1. What are bosonic and fermionic ions?

Bosonic and fermionic ions are two types of particles that make up matter. They are distinguished by their quantum spin, with bosonic ions having integer spin and fermionic ions having half-integer spin.

2. How do bosonic and fermionic ions differ in their behavior?

Bosonic ions are able to occupy the same quantum state, while fermionic ions cannot. This is known as the Pauli exclusion principle and is a fundamental aspect of quantum mechanics.

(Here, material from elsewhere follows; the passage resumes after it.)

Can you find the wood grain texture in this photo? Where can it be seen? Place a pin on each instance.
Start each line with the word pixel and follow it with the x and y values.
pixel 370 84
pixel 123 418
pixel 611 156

Additionally, bosonic ions tend to exhibit collective behavior, while fermionic ions behave more independently.

3. What are some examples of bosonic and fermionic ions?

Examples of bosonic ions include photons, helium-4 atoms, and alpha particles. Examples of fermionic ions include electrons, protons, and neutrons.

4. What are the applications of bosonic and fermionic ions?

Bosonic ions are commonly used in lasers, as they can be stimulated to emit coherent light. Fermionic ions are used in a variety of technologies, including transistors and computer memory.

5. How are bosonic and fermionic ions studied in the field of physics?

Scientists use a variety of experimental techniques, such as ion trapping and laser cooling, to study the properties and behavior of bosonic and fermionic ions. These ions are also studied in theoretical models and simulations to better understand their fundamental nature and potential applications.